19
Mayıs
2024
Pazar
ANASAYFA

İstanbul Meydanları Yaşama Kavuşuyor

İstanbul’un 2010 kültür başkenti olması, 16 Ocak gecesi Taksim, Sultanahmet, Beylikdüzü, Bağcılar, Kadıköy ve Pendik meydanlarında yapılan etkinliklerle kutlandı. TV’den izlediğimiz kadarı ile havanın soğuk ve yağışlı olmasına karşın meydanları dolduran halkın ilgisi göz dolduruyordu. Toplanan halkın, özellikle alışageldiğimizin aksine erkek kalabalığı değil, yarıya yakınının kadın olması, kucaklarında çocukları ile etkinlikleri izlemesi bizlere geleceğimiz açısından umut verdi.

Bu bize neyi gösteriyor? Osmanlı’dan bu yana yaşam biçimimizde oluşan değişimi. Biraz eskiye gidelim: Osmanlı İstanbul’unda, Bizans’ın geometrik düzendeki Arkadius, Bous, Teodosius, Konstantinus forumları üzerinde zamanla sokaklar ve mahalleler oluştu. Çünkü Osmanlı yaşamında halkın toplu halde yaşayacağı agoralara gereksinim yoktu. Erkekler, evlerinden yürüyüş mesafesi içindeki işyeri, cami, kahvehane üçgeni içinde dolaşır, kadınlar pek sokağa çıkmaz, çıksalar bile erkek refakatinde Kapalıçarşıya üst baş almaya gidebilirler, kalem efendileri at veya eşekleriyle Bab-ı Âli’nin yolunu tutarlardı. Bu nedenle Osmanlı’da meydan kavramı, büklüm sokakların kavşağında cami, hazîre, tekke, sıbyan mektebi, çeşme, çınar altı ve kahvehanenin oluşturduğu küçük mekânlardı. Büyük yapılarla çevrili ve geometrik formlu ilk Avrupai kent meydanını Sultan II. Abdülhamit yapmak istedi. Bu amaçla 1902’de Fransız mimarı Bouvard’a büyük binalarla çevrelenmiş geometrik Beyazıt Meydanı projesini çizdirdiyse de bu proje uygulanmadı. Belki de halkın meydanda toplanma olasılığı bu uygulamayı önlemişti. O dönemde Beyazıt meydanını pazaryeri barakaları kaplamıştı. Meşrutiyet döneminde Alman İmparatoru II. Wilhelm’in Harbiye Nezaretini (Bu günkü İstanbul Üniversitesi) ziyareti sırasında bu barakalar kaldırıldıysa da ziyaret sonunda tekrar yerlerini aldılar. Görülüyor ki çok yakın zamanlara kadar kent meydanlarına hiç gereksinimimiz olmamış.
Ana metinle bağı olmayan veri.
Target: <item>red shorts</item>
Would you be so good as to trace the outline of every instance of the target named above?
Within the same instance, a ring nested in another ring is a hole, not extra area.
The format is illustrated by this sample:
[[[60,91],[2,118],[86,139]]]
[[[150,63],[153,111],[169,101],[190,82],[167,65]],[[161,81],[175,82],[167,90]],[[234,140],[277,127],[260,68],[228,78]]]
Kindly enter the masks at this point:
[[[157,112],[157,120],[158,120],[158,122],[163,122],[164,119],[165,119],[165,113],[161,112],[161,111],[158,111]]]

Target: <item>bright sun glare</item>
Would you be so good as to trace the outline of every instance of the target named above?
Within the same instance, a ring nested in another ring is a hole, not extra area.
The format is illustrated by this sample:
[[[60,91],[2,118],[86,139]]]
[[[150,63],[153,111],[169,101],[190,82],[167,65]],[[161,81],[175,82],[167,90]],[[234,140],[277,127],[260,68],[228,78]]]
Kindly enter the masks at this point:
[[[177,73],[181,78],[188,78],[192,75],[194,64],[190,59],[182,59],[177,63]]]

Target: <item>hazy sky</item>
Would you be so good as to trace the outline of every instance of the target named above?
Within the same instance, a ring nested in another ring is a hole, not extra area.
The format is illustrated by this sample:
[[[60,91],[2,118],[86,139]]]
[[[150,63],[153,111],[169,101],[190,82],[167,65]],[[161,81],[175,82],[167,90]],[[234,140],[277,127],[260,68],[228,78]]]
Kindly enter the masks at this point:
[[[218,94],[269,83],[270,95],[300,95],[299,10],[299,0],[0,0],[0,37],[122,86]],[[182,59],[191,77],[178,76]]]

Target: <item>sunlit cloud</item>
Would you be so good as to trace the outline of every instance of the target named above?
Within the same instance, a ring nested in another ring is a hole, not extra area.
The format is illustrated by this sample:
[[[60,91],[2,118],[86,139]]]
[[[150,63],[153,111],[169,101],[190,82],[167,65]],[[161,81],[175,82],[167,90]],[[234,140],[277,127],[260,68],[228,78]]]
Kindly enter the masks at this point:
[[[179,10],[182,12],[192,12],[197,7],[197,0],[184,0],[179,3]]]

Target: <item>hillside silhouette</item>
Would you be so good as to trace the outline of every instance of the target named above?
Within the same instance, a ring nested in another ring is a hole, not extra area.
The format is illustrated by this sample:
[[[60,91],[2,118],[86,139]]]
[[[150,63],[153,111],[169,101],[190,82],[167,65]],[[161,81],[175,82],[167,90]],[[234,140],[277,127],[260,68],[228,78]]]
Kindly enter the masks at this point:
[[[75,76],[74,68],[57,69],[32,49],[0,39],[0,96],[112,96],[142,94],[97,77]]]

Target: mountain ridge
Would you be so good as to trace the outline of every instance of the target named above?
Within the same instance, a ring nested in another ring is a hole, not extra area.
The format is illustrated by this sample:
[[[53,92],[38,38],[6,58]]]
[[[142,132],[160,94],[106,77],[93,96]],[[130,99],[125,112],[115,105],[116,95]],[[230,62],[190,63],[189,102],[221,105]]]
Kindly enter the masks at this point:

Cumhuriyet döneminde sadece İstanbul’da değil yurdun her ilinde yapılan meydanlar, uygar devrimlerin getirdiği sosyal yaşamımızdaki değişimin bir nevi göstergesi olmuştur. Kent meydanları, kentlinin evi dışında sosyalleştiği yaşam merkezleridir. Kent planlaması, kentlinin yaşam düzeyi ve biçiminin aynasıdır. Kent planlamasını bir konut planı gibi düşünürsek, konutlar kentin yatak odaları, kent meydanları ailenin bir arada yaşadığı salonlar gibidir. Uygar kentlerde meydanlar, özel günlerde festivallere, karnavallara, resmigeçitlere, siyasal mitinglere mekân teşkil ederler. Diğer zamanlarda da insanların havuz başında gezindiği, açık hava konserleri dinlediği, açık havada kafelerde sohbet ettiği, çevresindeki tiyatro, opera, müze, sanat galerilerine gittiği, restoranlarında dostları ile yemek yediği mekânlardır.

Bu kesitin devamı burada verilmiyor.